Transcript Squeal

A Structured Query Language for
the Web
Ellen Spertus(Mills College)
Lynn Andrea Stein(MIT Artificial Intelligence Lab)
Structured Query Language
•Web pages consist not only of text but also of intradocument structure.(headers,lists,format,URL)
•All of these types of information are used automatically
by human readers, but have been awkward for
programmers to make use of in their search tools.

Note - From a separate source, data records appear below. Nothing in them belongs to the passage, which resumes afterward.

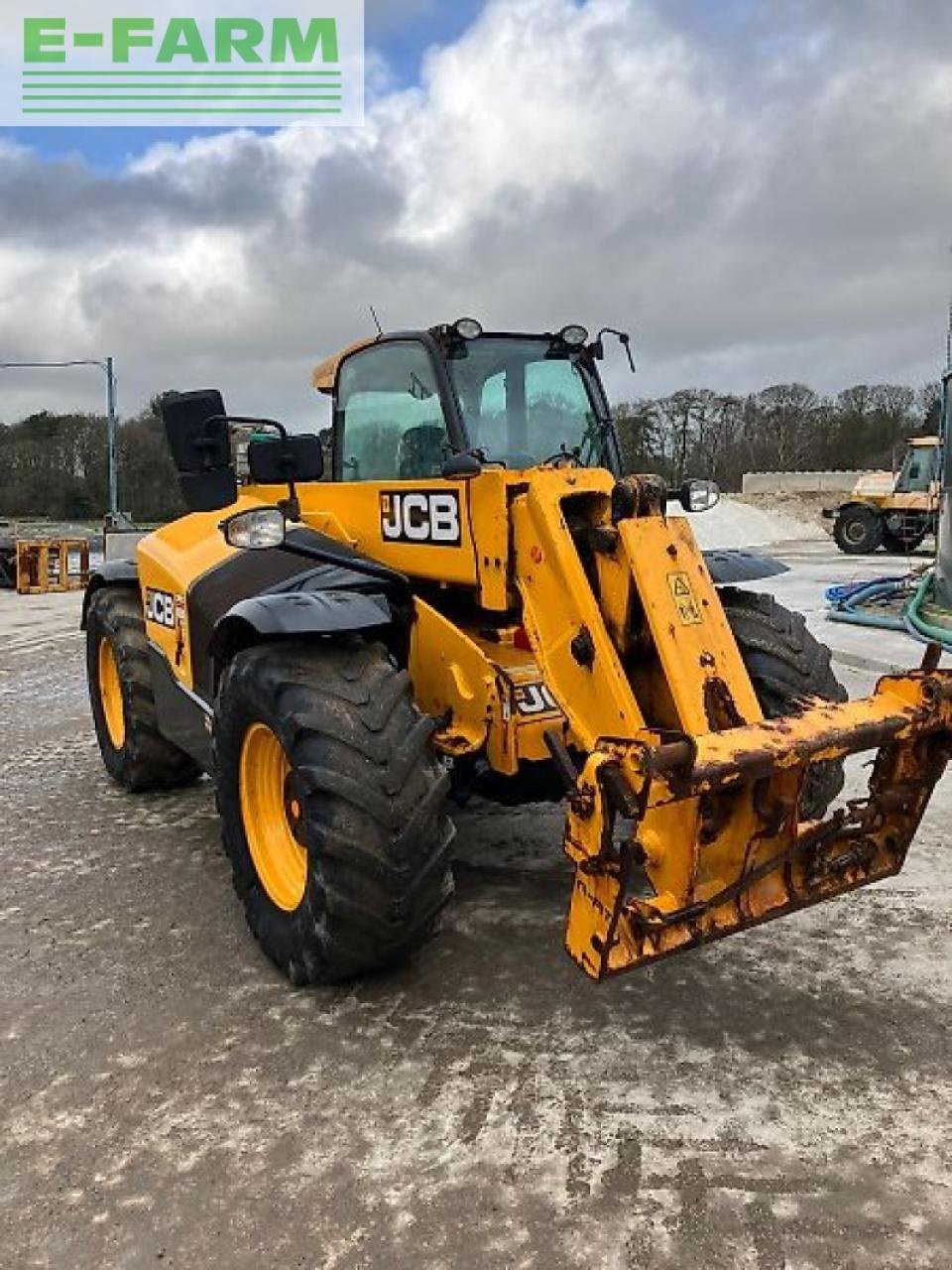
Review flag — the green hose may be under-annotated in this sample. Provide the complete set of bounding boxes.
[828,569,952,653]
[903,569,952,653]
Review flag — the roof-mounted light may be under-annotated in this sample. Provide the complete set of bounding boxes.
[453,318,482,339]
[558,326,589,348]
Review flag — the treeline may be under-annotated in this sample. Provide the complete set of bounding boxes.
[0,401,184,525]
[0,384,940,523]
[615,384,942,490]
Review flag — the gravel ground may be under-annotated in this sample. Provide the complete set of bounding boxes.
[0,554,952,1270]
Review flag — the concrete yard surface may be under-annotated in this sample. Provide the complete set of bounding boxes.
[0,543,952,1270]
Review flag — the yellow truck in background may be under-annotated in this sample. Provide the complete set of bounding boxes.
[822,437,940,555]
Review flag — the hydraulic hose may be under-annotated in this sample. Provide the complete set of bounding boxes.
[826,569,952,653]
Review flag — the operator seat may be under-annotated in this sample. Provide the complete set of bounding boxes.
[398,423,447,480]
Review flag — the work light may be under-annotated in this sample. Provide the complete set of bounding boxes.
[558,326,589,348]
[453,318,482,339]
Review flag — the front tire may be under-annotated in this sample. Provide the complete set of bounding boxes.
[214,640,453,985]
[833,507,883,555]
[86,586,202,794]
[721,586,849,821]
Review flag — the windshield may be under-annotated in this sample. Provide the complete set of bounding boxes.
[448,335,606,467]
[896,445,937,494]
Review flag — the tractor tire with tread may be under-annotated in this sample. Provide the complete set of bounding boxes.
[86,586,202,794]
[721,586,849,821]
[833,507,884,555]
[214,639,454,985]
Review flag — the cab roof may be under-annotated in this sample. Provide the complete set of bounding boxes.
[311,335,378,393]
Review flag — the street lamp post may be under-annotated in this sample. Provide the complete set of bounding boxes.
[0,357,119,517]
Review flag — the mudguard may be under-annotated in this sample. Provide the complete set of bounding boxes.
[210,590,394,663]
[80,560,139,631]
[704,549,789,586]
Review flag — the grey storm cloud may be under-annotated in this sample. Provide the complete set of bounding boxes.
[0,0,952,422]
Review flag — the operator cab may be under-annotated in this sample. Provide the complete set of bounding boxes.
[894,437,939,494]
[313,318,627,481]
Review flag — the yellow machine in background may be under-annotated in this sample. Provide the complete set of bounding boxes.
[822,437,942,555]
[85,320,952,983]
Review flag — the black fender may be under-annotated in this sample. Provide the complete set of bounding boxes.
[704,549,789,586]
[209,589,395,667]
[80,560,139,631]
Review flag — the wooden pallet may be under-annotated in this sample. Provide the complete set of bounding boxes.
[17,539,89,595]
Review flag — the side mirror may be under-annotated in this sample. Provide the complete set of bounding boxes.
[678,480,721,512]
[218,507,286,552]
[441,452,482,480]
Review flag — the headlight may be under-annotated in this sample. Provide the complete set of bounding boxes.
[221,507,285,552]
[558,326,589,348]
[453,318,482,339]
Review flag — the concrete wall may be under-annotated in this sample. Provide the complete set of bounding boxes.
[743,471,866,494]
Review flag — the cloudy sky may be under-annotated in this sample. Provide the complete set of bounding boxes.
[0,0,952,425]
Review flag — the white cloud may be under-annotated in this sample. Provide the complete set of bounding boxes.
[0,0,952,422]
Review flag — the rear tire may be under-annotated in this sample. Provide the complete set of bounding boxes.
[833,507,883,555]
[214,640,453,985]
[721,586,849,821]
[86,586,202,794]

Structured Query Language (cont.)
Examples of structure-based queries
•What pages are pointed to by both Yahoo and Netscape
Netcenter ?
•What are the titles of pages that point to my home page ?

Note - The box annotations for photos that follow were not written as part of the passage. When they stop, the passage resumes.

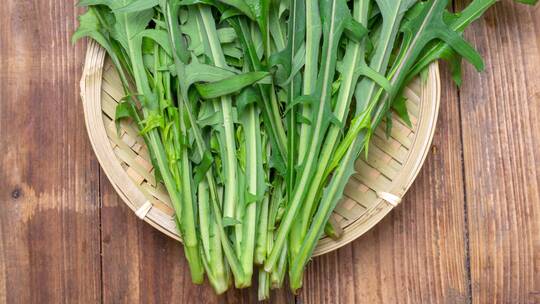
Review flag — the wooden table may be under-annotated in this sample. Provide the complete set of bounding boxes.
[0,0,540,304]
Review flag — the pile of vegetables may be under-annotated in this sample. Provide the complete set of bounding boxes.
[73,0,536,299]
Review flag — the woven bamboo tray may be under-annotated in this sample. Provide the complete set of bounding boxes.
[81,41,440,255]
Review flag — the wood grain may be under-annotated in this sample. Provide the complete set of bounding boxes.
[0,0,540,303]
[460,1,540,303]
[0,0,101,303]
[299,68,469,303]
[101,178,293,303]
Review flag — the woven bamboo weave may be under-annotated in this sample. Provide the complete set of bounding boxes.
[81,42,440,255]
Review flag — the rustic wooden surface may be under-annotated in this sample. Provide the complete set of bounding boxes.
[0,0,540,304]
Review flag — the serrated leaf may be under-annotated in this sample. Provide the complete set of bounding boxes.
[195,72,269,99]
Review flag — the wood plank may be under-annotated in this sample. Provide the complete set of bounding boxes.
[299,68,469,303]
[0,0,101,303]
[458,1,540,303]
[101,178,293,303]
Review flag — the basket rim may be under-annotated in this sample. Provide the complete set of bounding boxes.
[80,40,441,256]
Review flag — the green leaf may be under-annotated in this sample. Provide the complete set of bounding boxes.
[114,0,158,13]
[195,72,269,99]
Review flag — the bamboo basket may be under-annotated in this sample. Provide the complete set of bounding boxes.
[81,41,440,255]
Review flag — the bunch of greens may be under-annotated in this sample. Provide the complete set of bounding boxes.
[74,0,536,299]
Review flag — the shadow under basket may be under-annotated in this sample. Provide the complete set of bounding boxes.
[81,41,440,255]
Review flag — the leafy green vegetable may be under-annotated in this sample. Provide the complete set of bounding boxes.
[73,0,537,300]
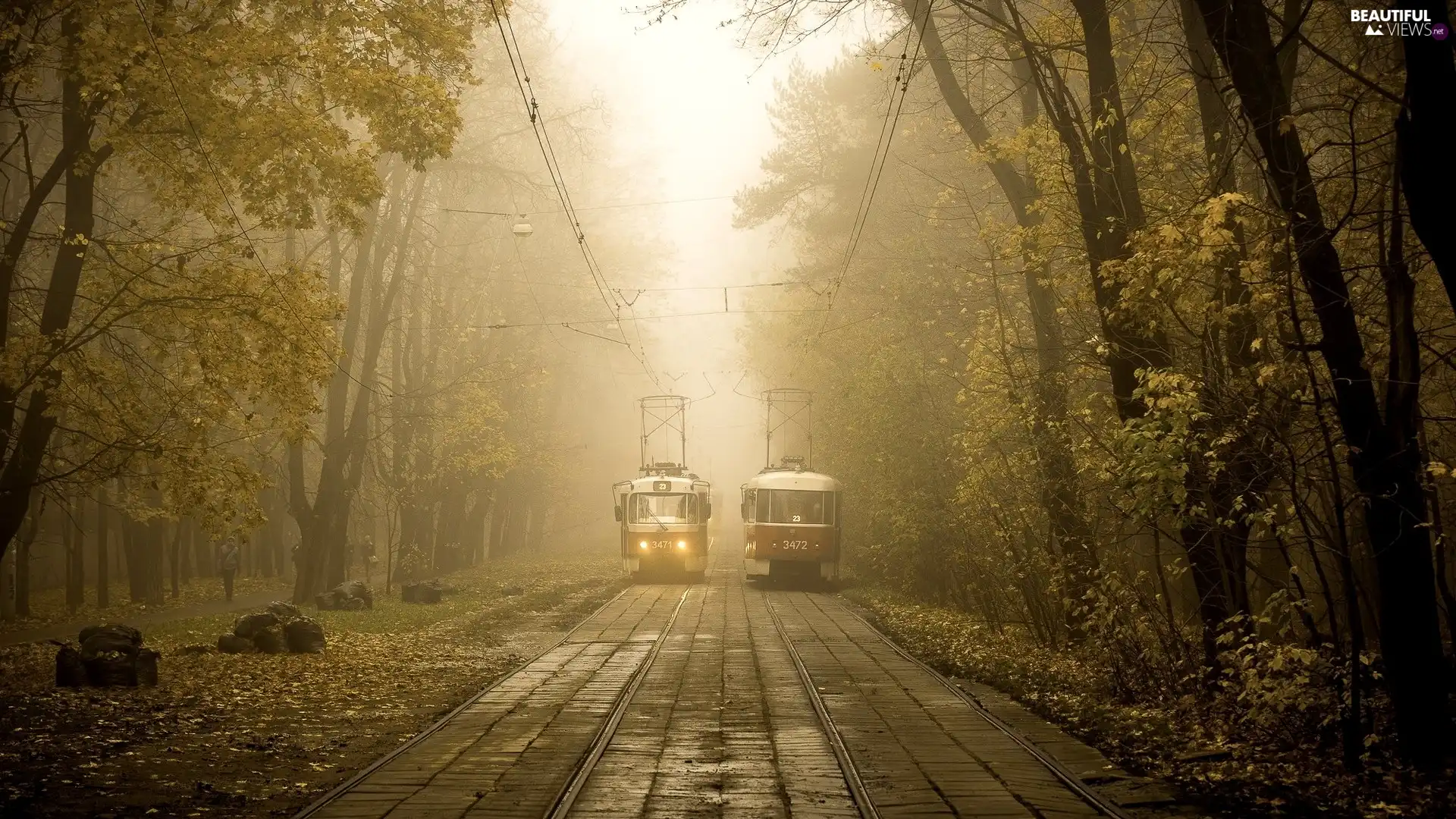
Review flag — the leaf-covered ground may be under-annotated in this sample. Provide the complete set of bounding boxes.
[0,554,623,817]
[850,588,1456,819]
[0,577,293,634]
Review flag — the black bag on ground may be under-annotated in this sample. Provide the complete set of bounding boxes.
[265,601,303,623]
[55,645,86,688]
[282,617,325,654]
[82,651,136,688]
[233,612,278,640]
[80,623,141,686]
[217,634,253,654]
[313,580,374,612]
[136,648,162,688]
[253,625,284,654]
[399,580,444,604]
[80,623,141,648]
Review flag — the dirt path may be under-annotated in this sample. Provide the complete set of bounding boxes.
[0,555,622,819]
[0,592,281,647]
[300,548,1194,819]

•What are the most linked-to pages containing the phrase
“java developer kit”?
•What pages have the same text as my home page but
appear on a different server?
Structured Query Language (cont.)
Squeal based on SQL (Structures Query Language)
Benefits:
•Anyone who knows SQL can program in Squeal.
•Users can combine references to the Web with
references to their own relational database.
•Guis and other tools built for SQL can be used with
Squeal.
Squeal - the Schema
A schema describes the structure of a relational database:
•tables
•fields
•the relationships between them.
Squeal - the Schema(tables)
Page
Link
Tag
Att
Parse
Squeal - the Schema(tables)
•Page (URL,contents,bytes,when)
•Tag (URL,tag_id,name,startOffset,endOffset)
•Att (tag_id,name,value)
•Link (source_url,anchor,dest_url,hstruct,lstruct)
•Parse
(URL,component{host,port,path,ref},value,depth)
Squeal - the Schema(tables)
Parse
(URL,component{host,port,path,ref},value,depth)
“http://www.ai.mit.edu:80/people/index.html#s”
•host - www.ai.mit.edu
•port - 80
•path - index.html (depth=1)
•path - people (depth=2)
•ref - S
Squeal - the Schema :query examples
What is on the page “http://www9.org” ?
Select contents
from page
where url=“http://www9.org”;
Squeal - the Schema : query examples
What pages contain the word “hypertext”
and contain a picture ?
Select url
from page p,tag t
where p.contents like “%hypertext%”
and t.url = p.url
and t.name = “IMG”;
Squeal - the Schema : query examples
What are the values of the SRC attribute
associated with IMG tags on
“http://www9.org”?
Select a.value
from att a,tag t
where t.url = “http://www9.org”
and t.name = “IMG”
and a.tag_id = t.tag_id
and a.name = “HREF”;
Squeal - the Schema : query examples
What pages are pointed to by
“http://www9.org”?
Select destination_url
from link
where source_url = “http://www9.org”;
Squeal - Implementation
Select ...
Squeal Interpeter
“just in time
database”
Search engines
Squeal - Implementation-cont.
The query :
What pages are pointed to by “http://www9.org”?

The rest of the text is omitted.